President William Powers Jr. helped secure admittance for a small pool of applicants over objections of admissions office officials, according to a report released Thursday by the UT System Board of Regents.
An investigation, performed by Kroll Associates Inc., also found administrators at the University and in the UT System hold “wildly divergent” attitudes regarding whether it is appropriate for a public university to consider relationships with high-ranking officials as part of the holistic review process.
Kroll is a corporate investigations and risk consulting firm the UT System contracted to investigate UT admissions practices.
The report concluded that Powers pressured undergraduate admissions officials to admit a “select handful” of applicants each year. There is no law, Regents rule or System policy that regulates how much weight the University can give external recommendations, such as letters and phone calls, in the admissions process.
“There are instances in which applicants do not succeed in the standard admissions process and the President’s Office will request, and in some cases direct, that certain files be reviewed again,” the report said. “Efforts were also made to minimize paper trails and written lists during this end-of-cycle [admission] process.”
Powers referenced similar practices at other universities to justify his actions.
“In every case, I acted in what, I believe, was the best long-term interest of the University,” Powers said. “In every select university across the country, similar processes take place.”
UT System Chancellor William McRaven said because the investigation found no broken laws or rules, he intends only to make changes for future admission activities.
“There are a lot of thing we could do better, but, at the end of the day, no willful misconduct [occurred], and I found no criminal activity, and, therefore, I intend to take no disciplinary action,” McRaven said.
The UT System commissioned Kroll to conduct an external investigation of the admissions process after Board of Regents member Wallace Hall alleged that UT administrators were admitting under-qualified applicants with connections to prominent legislators.
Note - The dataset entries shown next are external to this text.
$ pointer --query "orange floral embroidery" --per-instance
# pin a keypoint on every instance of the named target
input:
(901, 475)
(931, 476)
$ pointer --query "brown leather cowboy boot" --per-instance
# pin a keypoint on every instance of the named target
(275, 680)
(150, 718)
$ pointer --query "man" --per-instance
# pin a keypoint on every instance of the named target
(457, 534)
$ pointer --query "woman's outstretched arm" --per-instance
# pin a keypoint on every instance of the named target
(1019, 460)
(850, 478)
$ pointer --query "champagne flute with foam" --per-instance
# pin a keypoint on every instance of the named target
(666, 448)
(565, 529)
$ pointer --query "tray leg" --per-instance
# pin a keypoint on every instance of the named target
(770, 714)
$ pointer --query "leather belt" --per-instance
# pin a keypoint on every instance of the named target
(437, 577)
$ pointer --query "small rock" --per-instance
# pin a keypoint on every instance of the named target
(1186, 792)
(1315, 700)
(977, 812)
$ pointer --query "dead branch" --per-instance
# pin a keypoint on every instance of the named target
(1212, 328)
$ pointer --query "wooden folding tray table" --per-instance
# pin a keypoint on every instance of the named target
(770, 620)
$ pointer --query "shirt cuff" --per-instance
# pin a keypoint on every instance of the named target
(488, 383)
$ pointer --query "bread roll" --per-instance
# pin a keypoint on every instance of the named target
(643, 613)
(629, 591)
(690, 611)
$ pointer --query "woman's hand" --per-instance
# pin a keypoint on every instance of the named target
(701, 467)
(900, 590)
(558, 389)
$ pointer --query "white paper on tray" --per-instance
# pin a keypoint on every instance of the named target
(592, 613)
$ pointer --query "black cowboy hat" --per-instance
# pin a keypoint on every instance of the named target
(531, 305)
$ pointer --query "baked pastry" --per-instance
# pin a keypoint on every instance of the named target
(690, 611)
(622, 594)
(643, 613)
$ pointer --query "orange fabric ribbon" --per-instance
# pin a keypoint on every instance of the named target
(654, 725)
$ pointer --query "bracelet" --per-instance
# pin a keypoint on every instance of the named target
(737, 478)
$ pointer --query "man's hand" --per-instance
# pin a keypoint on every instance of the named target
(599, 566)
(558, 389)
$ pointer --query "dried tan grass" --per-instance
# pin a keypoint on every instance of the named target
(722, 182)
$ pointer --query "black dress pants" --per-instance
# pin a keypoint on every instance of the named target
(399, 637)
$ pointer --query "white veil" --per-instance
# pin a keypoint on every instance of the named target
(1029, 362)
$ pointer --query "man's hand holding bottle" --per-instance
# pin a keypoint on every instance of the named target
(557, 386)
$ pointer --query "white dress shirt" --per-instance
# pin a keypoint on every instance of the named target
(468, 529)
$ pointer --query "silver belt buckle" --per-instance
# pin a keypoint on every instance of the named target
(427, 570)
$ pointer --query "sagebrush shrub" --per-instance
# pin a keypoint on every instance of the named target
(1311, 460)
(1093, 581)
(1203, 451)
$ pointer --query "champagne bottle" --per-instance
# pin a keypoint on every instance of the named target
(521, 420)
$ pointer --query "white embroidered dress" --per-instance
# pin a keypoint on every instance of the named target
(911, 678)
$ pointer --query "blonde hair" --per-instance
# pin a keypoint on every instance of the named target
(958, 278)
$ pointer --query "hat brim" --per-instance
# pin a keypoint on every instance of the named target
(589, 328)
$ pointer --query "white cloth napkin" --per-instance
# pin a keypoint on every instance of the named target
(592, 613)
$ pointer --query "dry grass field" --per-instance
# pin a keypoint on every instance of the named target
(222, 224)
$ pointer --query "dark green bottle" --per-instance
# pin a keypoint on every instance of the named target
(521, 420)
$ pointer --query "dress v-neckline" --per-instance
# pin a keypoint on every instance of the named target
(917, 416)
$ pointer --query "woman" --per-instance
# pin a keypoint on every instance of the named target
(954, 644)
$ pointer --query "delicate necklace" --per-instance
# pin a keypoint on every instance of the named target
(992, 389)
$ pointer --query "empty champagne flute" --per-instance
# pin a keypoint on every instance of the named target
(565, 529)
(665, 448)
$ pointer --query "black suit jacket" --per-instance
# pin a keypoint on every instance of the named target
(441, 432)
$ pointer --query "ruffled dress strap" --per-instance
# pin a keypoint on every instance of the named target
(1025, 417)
The report found that many children of UT System officials were likely given special treatment as well.
In an email to Board of Regents members, McRaven said Powers’ lack of transparency concerned him.
“Clearly, President Powers’ managerial style could have been less intrusive and his decisions more apparent,” McRaven said.
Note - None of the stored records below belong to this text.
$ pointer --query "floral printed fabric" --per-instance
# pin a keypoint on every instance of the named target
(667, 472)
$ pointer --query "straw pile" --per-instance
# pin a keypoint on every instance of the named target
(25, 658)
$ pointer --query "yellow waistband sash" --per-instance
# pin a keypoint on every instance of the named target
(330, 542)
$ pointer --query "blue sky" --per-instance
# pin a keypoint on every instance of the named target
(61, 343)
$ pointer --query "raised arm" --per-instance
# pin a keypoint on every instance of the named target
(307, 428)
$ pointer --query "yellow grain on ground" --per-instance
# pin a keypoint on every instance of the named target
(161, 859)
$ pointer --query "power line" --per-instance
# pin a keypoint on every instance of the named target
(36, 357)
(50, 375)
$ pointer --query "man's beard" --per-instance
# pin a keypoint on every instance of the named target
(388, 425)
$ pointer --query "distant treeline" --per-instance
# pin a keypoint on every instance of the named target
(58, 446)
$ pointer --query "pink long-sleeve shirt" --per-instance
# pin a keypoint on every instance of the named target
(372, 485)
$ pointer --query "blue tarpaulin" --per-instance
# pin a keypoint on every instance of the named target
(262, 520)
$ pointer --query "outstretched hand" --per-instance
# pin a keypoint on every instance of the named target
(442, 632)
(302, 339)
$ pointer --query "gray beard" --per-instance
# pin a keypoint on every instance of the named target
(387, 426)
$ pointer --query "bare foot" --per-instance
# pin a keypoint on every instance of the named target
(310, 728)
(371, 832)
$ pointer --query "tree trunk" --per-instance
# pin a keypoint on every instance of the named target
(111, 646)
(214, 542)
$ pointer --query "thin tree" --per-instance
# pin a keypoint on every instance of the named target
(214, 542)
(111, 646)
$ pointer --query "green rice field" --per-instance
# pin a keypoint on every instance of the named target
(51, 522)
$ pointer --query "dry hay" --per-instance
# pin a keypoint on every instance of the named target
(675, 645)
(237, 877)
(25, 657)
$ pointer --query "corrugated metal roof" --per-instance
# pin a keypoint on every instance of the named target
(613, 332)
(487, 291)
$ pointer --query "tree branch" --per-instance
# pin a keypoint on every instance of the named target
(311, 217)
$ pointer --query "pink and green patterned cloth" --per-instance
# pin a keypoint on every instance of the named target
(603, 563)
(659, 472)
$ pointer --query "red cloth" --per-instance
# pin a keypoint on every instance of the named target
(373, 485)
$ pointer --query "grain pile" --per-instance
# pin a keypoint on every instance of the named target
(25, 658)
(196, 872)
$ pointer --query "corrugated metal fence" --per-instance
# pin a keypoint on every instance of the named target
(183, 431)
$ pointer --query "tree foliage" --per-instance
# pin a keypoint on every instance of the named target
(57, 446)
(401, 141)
Larry Sager, former dean of the UT School of Law, said Brazzil, Powers’ chief of staff, called Sager about students who had applied to the law school as many as 20 times per year.
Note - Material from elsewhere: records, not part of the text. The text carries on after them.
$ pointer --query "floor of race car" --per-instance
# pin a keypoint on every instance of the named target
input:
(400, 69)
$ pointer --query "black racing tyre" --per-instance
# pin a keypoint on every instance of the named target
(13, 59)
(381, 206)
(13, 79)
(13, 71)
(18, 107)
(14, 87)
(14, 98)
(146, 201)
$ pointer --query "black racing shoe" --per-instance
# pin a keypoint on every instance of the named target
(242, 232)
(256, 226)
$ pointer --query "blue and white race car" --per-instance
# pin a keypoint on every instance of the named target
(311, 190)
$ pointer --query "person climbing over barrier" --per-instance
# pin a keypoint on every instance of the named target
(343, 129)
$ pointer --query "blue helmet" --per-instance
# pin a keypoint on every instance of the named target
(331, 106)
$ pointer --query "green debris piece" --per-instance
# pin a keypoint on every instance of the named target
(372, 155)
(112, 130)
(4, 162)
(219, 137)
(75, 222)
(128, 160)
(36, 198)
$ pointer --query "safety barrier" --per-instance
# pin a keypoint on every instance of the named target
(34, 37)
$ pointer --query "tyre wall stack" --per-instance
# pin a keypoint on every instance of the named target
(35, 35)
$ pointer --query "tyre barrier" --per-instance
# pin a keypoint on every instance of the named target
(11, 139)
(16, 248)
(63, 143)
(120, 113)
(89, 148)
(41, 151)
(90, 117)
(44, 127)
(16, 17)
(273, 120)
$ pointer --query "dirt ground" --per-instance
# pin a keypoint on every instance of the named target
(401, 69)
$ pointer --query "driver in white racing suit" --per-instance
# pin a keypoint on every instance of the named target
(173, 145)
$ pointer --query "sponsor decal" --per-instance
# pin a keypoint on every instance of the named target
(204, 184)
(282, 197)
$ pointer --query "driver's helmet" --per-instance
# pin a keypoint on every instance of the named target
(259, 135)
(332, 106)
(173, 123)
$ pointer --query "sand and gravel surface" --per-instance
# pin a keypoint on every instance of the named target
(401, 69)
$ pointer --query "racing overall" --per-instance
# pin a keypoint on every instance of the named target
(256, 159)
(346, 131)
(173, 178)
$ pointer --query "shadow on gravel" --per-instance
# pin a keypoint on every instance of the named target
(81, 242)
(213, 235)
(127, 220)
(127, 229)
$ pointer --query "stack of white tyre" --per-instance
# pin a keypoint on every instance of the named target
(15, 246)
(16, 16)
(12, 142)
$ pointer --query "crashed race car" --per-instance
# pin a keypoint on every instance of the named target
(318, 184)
“Sager acknowledged that the intensity of Brazzil’s interest in a candidate ‘may have on occasion swayed [his] decision,’” the report said.
The report found no evidence of a structured process for special treatment of recommended applicants.
“Sending recommendation letters directly to the UT President has been a widespread and longstanding practice by a host of distinguished individuals, [and thus] any problems with this practice would seem to be much more a matter of culture than individual misconduct,” the report said.
Powers acknowledged the wide-spread acceptance of the admission intervention culture.
“I inherited this process, which was well-known by regents, former chancellors, the Board of Regents office and UT System officials — many of whom, as the report notes, asked me to intervene on their behalf,” Powers said.